Era vergonzoso. No tenía experiencia. Las dos jóvenes le examinaban a hurtadillas e intentaban iniciar la conversación.

—¿No baila?

—No sé bailar…

—¿No quiere aprender?

¡No! ¡Por lo menos allí! ¡No se veía evolucionando por la pista bajo las miradas divertidas de los tres músicos!

—¿Es viajante de comercio?

—Sí… Estoy de paso… El dueño acaba de decirme que su amiga… en fin, que le ha ocurrido una desgracia…

—¡No era nuestra amiga! —contestó una de las jóvenes.

—¡Ah! Creía…

—Si hubiese sido una amiga, no estaríamos aquí. Pero se le conocía, como se conoce a todas las habituales. Ahora que está muerta, no se puede quererle mal. Ya es bastante triste…

—Naturalmente…

Era preciso aprobar. Sobre todo era preciso saber esperar sin alarmar a sus compañeras.

—¿No era seria? —se arriesgó, sin embargo.

—Eso no es decir nada…

—¡Cállate, Marie! Puesto que ha muerto…

Llegaron algunos clientes. Una de las jóvenes bailó varias veces con desconocidos. En un cierto momento, Maigret vio a Gustave Diente-Roto, borracho perdido, acodado en el bar.

El borracho le miró como si fuese a reconocerle y Maigret temió una escena desagradable. Pero no hizo nada. El hombre estaba demasiado ebrio como para ver algo preciso y el dueño sólo esperaba la ocasión para echarlo fuera.

A cambio del servicio que le había prestado a Maigret presentándole dos bellezas de la tierra, le imponía cada cuarto de hora una ronda de ponches.

Aunque era la una de la mañana cuando salió, el antiguo comisario de la Policía Judicial rozó la chambrana de la puerta, tuvo alguna dificultad para abotonarse su abrigo y chapoteó en todos los charcos.

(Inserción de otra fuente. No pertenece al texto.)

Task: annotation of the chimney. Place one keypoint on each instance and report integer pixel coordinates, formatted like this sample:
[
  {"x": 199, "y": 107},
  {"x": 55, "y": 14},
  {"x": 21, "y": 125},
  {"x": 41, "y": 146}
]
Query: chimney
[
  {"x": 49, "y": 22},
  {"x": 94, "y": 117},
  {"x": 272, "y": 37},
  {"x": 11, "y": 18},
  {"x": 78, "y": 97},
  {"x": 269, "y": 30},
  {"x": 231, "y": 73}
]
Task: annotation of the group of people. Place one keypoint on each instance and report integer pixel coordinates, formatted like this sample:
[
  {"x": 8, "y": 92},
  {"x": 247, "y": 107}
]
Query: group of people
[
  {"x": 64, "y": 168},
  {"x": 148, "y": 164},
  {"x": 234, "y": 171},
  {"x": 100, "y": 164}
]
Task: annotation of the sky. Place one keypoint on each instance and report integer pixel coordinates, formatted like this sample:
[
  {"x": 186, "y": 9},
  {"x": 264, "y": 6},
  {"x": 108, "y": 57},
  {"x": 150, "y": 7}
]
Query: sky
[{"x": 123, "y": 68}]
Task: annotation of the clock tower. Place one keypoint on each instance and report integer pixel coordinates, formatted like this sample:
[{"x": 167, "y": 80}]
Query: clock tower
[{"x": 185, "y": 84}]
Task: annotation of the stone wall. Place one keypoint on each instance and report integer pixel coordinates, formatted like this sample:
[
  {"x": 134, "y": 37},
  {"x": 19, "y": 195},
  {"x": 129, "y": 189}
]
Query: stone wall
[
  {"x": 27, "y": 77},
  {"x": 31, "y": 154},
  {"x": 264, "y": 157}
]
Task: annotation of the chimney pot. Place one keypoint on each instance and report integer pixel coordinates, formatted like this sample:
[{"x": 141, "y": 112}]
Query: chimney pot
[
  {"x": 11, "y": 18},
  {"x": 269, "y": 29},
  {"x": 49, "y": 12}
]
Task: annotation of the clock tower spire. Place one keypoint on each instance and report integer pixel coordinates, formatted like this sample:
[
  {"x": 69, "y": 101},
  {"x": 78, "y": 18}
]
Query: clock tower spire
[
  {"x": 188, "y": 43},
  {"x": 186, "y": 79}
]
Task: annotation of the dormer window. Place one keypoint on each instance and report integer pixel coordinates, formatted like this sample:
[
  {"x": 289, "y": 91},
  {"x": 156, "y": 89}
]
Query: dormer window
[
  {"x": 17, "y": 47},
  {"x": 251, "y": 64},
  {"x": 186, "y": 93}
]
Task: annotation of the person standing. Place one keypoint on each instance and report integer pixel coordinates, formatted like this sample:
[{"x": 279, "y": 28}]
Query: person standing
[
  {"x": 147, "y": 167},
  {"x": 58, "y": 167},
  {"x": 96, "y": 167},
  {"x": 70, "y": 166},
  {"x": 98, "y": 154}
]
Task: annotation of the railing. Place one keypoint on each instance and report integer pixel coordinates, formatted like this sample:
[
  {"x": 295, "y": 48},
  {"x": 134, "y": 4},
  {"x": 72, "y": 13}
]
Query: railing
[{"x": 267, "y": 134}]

Se olvidó de que los clientes de la pensión que volvían después de las once debían llamar a un timbre especial que sonaba en la habitación de la señorita Otard. Agitó violentamente la campanilla, despertó a todo el mundo y se vio tan mal acogido como era posible por la propietaria, que se había puesto un abrigo sobre su camisón.

—¡Un día como hoy!… —la oyó gruñir.

La señora Maigret estaba acostada, pero encendió al oír pasos en la escalera y miró con estupor a su marido, cuyo andar le parecía exageradamente pesado y que se arrancó el cuello falso con un gesto inhabitual.

—Me pregunto dónde estabas… —murmuró volviéndose hacia la pared.

Y él repitió:

—¿Dónde estaba?…

Luego, otra vez, con una extraña sonrisa:

—¿Dónde estaba?… Suponte que sea en Villecomtois…

Ella parpadeó, buscó en sus recuerdos, se convenció de no haber oído nunca ese nombre.

—¿Está cerca de aquí?

—Está en la Cher… Villecomtois…

Era mejor dejar para el día siguiente el cuidado de preguntarle.